= Fasti Ecclesiae Scoticanae =

Books containing lists of ministers from the Church of Scotland

Fasti Ecclesiae Scoticanae, The Succession of Ministers in the Church of Scotland from the Reformation is a title given to books containing lists of ministers from the Church of Scotland.

The first volume was published in 1866 by Rev Hew Scott.

The original volumes covered all ministers of the Established Church of Scotland (before the union of the Church of Scotland and the United Free Church of Scotland in 1929). Volumes I-VII were published on a regional basis (by Synod), later volumes cover the whole of the Church of Scotland:

== Volumes ==
- Volume I: Synod of Lothian and Tweeddale, 1866

- Volume II: Synods of Merse and Teviotdale, Dumfries, and Galloway, 1867

- Volume III: Synod of Glasgow and Ayr, 1868

- Volume IV: Synods of Argyll, and Perth and Stirling, 1869

- Volume V: Synods of Fife, 1870

- Volume VI: Synods of Aberdeen, 1871
- Volume VII. Synods of Ross, Sutherland, Caithness, Glenelg, Orkney
- Vol. VIII: to 2 October 1929, and addenda and corrigenda. Edinburgh, Oliver and Boyd, 1950.
- Vol. IX: 2 October 1929 – 1954 ed. John Alexander Lamb. Edinburgh, Oliver and Boyd, 1961.
- Vol. X: 1955-75 ed. Donald Farquhar MacLeod MacDonald. Edinburgh, Saint Andrew Press, 1981.
- Vol. XI: 1976-99 ed. Finlay Angus John MacDonald, Edinburgh, T & T Clark, 2000.
- Vol. XII: 1999-2020 ed. for the Assembly Business Committee of the Church of Scotland by Roy M. Pinkerton, MA, DipCompPhil, FSAScot; Editorial Assistant Alison Murray, MA. Edinburgh, The Church of Scotland Assembly Business Committee, 2021.

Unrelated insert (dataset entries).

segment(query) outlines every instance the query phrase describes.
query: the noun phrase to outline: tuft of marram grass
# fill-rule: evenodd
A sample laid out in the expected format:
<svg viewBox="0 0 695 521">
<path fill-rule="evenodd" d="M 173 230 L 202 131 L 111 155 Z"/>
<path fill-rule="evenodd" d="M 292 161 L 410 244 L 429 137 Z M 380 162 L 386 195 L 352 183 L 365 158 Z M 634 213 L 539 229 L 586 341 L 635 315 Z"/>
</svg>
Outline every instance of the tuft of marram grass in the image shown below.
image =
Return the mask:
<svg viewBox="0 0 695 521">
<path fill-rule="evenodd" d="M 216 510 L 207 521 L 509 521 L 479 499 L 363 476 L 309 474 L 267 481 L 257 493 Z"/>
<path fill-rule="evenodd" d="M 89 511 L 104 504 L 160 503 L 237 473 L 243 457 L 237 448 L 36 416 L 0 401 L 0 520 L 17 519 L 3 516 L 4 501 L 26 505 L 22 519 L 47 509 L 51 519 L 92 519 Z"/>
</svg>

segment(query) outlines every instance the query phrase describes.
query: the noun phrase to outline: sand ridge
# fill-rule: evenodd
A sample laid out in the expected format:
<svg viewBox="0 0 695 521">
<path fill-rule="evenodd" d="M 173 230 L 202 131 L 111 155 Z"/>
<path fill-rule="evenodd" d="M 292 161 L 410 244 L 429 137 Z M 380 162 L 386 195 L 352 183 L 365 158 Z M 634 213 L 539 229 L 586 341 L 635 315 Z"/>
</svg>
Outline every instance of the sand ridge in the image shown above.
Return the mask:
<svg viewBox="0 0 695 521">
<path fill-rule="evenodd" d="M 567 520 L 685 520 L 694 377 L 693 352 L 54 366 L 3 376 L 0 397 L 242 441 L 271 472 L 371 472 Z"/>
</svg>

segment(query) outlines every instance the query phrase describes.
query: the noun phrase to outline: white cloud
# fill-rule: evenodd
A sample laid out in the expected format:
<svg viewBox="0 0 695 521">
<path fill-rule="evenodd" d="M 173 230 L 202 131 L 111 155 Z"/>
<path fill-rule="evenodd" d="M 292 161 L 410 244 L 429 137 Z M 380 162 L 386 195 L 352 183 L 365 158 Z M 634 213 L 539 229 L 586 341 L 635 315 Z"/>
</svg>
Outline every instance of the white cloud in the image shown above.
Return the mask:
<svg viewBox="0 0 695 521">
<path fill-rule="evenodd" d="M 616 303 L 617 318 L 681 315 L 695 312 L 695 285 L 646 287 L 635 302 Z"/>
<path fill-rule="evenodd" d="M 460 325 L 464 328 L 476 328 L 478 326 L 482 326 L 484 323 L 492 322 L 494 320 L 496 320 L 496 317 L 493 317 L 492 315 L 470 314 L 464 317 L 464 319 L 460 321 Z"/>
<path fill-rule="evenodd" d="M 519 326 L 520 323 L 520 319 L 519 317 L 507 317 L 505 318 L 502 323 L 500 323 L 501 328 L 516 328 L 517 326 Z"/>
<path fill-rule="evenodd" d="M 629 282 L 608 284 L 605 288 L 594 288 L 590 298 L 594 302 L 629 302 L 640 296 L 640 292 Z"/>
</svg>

Fasti Ecclesiae Scoticanae Medii Aevi Ad Annum 1638 (revised edition, edited by D. E. R. Watt and A. L. Murray) was published by the Scottish Record Society (Edinburgh, 2003).

Volume I, Synod of Lothian and Tweeddale and Volume II, Synods of Merse and Teviotdale Dumfries & Galloway are now on line at Scottish Ministers and History.